SSS: Breakfast time


I did some more baking this week. Paul had a rough day on Thursday (woke up on the wrong side of the bed–I’ve definitely been there before), so I made him some brownies to help cheer him up. I’m a big big fan of No Pudge! brownies. If you’ve never tried them, you absolutely have to. They’re fat free and 120 calories/brownie (low points, if you’re a counter!). I love gooey, chewy brownies, and these have the perfect texture. I’ve only ever tried the original variety (as that’s all that’s available in my grocery stores), but am super intrigued by the other flavors (cappuccino, mint, and raspberry). I’ve made a brownie ice cream cake with them in the past, which was fabulous as well. (Oh, and they’re not too bad microwaved and topped with some Skinny Cow ice cream, either….)

Anyway, the brownies aren’t the point to this entry–I just had to sing the praises of No Pudge! brownies. LOVE. Onward.

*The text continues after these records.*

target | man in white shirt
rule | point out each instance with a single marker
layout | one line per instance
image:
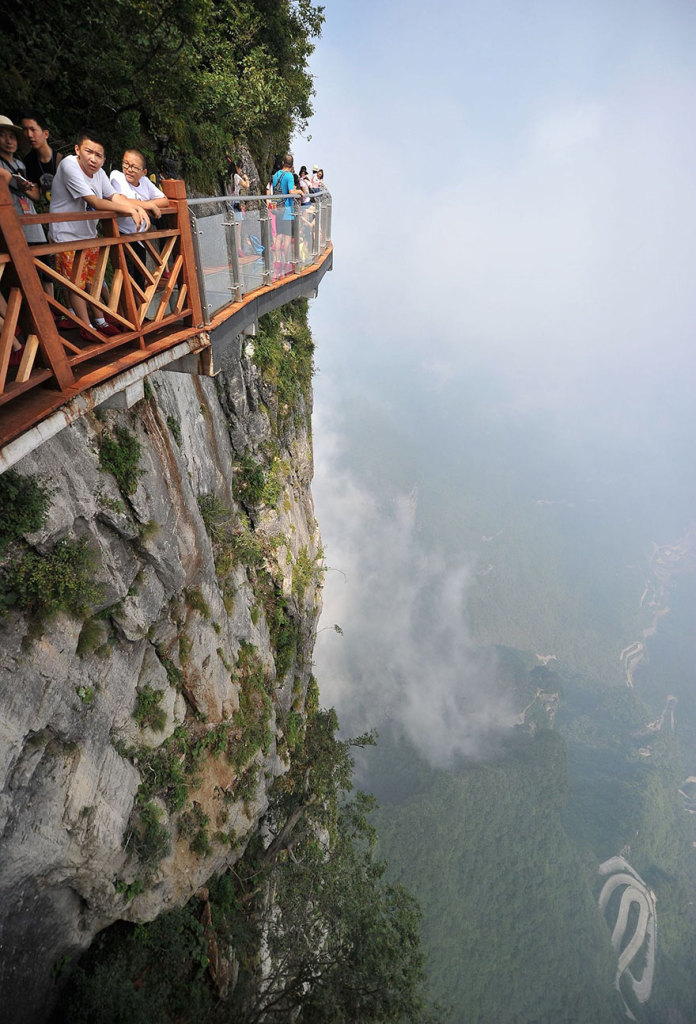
(80, 183)
(133, 182)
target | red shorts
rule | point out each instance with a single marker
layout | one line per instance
(66, 260)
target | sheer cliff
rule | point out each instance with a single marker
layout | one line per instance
(155, 648)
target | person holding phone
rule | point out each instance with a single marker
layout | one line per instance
(24, 192)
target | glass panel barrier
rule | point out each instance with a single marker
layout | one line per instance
(246, 243)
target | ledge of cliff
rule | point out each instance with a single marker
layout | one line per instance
(139, 739)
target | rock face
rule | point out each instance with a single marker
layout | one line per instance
(138, 741)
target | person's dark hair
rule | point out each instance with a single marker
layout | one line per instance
(92, 135)
(33, 116)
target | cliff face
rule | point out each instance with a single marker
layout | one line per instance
(139, 739)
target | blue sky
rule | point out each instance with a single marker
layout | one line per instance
(515, 211)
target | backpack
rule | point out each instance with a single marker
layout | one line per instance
(277, 183)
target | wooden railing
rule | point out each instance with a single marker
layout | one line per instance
(161, 310)
(55, 366)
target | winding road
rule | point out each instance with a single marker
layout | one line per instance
(635, 891)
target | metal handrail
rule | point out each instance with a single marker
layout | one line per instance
(54, 369)
(274, 198)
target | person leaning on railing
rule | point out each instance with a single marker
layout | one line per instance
(80, 182)
(133, 182)
(16, 349)
(41, 161)
(24, 192)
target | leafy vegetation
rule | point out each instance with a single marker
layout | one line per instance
(61, 580)
(120, 455)
(24, 506)
(508, 901)
(148, 711)
(285, 354)
(344, 946)
(183, 80)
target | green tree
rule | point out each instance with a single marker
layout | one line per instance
(181, 79)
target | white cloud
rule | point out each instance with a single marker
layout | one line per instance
(405, 655)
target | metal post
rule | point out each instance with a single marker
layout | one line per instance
(296, 241)
(316, 210)
(233, 236)
(266, 240)
(330, 207)
(196, 235)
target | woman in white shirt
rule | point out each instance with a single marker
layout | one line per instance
(132, 181)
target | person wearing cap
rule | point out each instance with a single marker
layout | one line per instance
(81, 183)
(132, 181)
(41, 161)
(284, 184)
(23, 190)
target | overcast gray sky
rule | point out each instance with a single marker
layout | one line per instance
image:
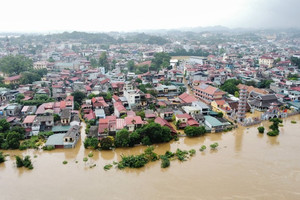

Paul also had a job interview last week on Friday morning. I wanted to make sure he had a good start to his day, so I hauled my usually-sleeps-until-10:00 butt out of bed at 6am and made him breakfast (see how much I love him?). I had found a recipe for Blueberry Breakfast Tops on the Weight Watchers site last week and had intended to make it when my friend Erin was visiting, but we went to Richard Walker’s instead…. So I made it for Paul Friday morning.

Blueberry Breakfast Tops

The recipe claims that the “top” is like a cross between a muffin and a scone. I’d say that’s a decent description. It calls for a fair amount of cornmeal, which gives the final product a cornbread-ish texture as well. They’re best when they come straight out of the oven, though they fit quite nicely in the toaster for reheating. The verdict: delicious! Paul really enjoyed them (and so do I). I’m excited to make them again, using different berries. Paul suggested cherries (maraschino, actually…which I quickly poo-pooed, suggesting a less candy-like cherry…) and also a sweeter batter. I personally didn’t think the batter wasn’t sweet enough. There’s only a bit of sugar, but a pretty good amount of honey. I was satisfied with the level of sweetness.

We’ve been eating the leftovers all weekend, and only today did we really encounter an issue with them. While the serving size is 1 top, that’s not quite enough to fill you up for a substantial amount of time. I had one paired with a bowl of honeydew melon and was hungry again only an hour and a half later (a good breakfast will usually last me 3-4 hours before I need a snack). Oh well. They’re good for a grab-and-go kind of breakfast, which I’m sure will come in handy on mornings when I’m running late for work and have to eat in the car.

Next week’s post might actually feature a main dish, so watch out! I got a panini/grill pan for my birthday, and plan on using it to make kebabs tomorrow night. I also have a pasta dish on the menu, as well as homemade mac & cheese, so the possibilities for next week’s entry are endless! 🙂 Stay tuned.

One response »

  1. Oooh very yummy 🙂 Will have to check out the no pudge brownies. I maaaaaay make myself get up (on my first day “off”, no less) to make Adam something on his first day of his new rotation tomorrow. You have increased my motivation!